In our stories, as in life, we “write” ups and downs like eager adventurers on a never-ending ride at life’s amusement park, taunted by the noise of life ( both the external clamor surrounding us and the internal racket in our heads), by which we are goaded upward one minute and knocked down the next.  But, unlike the confused and fearful individuals who scurry away from the turmoil, the writer seeks out life’s noise in order to study it, understand it and ultimately to embrace it. 

The writer’s  creativity depends on her ability to see up close the elements that make life’s noise necessary, and the sounds that give it its rhythm. 

In writing, our narratives depend on the intricacies of life that make living difficult for so many, seemingly easy for others, sad for plenty and happy for some. Writers borrow real life moments from the stories that surround them, from the instances that have the power to connect individuals to one another, and the emotions that could unite people as one.

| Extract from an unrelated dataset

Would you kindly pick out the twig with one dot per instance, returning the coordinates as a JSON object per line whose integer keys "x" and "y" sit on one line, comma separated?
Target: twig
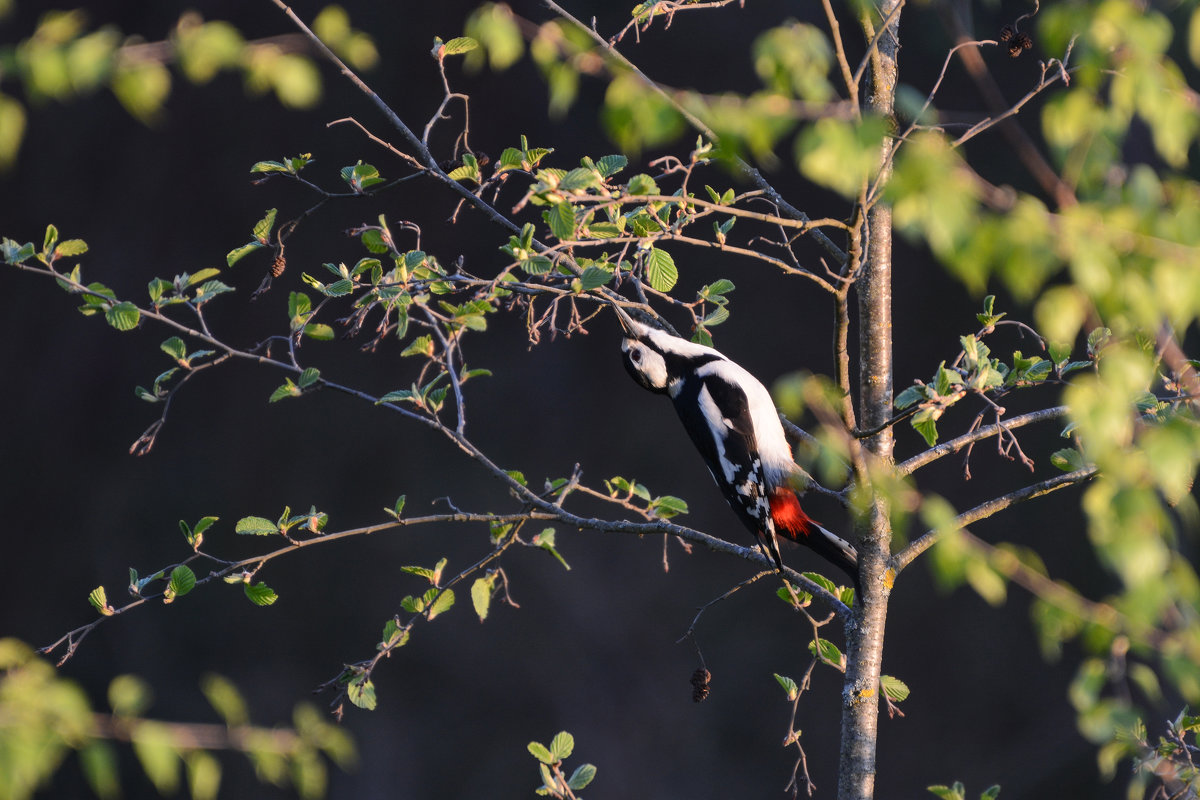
{"x": 984, "y": 510}
{"x": 954, "y": 445}
{"x": 699, "y": 125}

A writer does not limit her task to providing all the answers, but to the job of creating a desire in readers to ask the questions. To want to know, and to want to care.

Without the desire to place oneself right smack in the heart of life’s noise, or to stop long enough to listen to the analysis  within, the writer may end up with nothing but unfinished pages.

Without life’s noise to dissect, there is nothing to write about. 

Without a note, the song won’t get written.

Without the desire to listen, writers, like individuals,  remain deaf to the very things that make life worth living, and to the stories we were meant to create and to read.

Every now and then the noise outside us, and within us, grows so loud that it becomes difficult for the writer to finish her pages.  It overwhelms us, so we shut down.  We tune ourselves out or take a break. We run away from life’s commotion, and from ourselves, and from one another.

Then, with faith and time to reflect and to realize why we need the noise, after a while, when the silence grows too big,  the pandemonium suddenly  begins to drift back to us, and we welcome it. We have come to recognize  the value of the individual sounds that created it and we start  to listen again.  And to write again.

And if we are open and brave enough, to live again.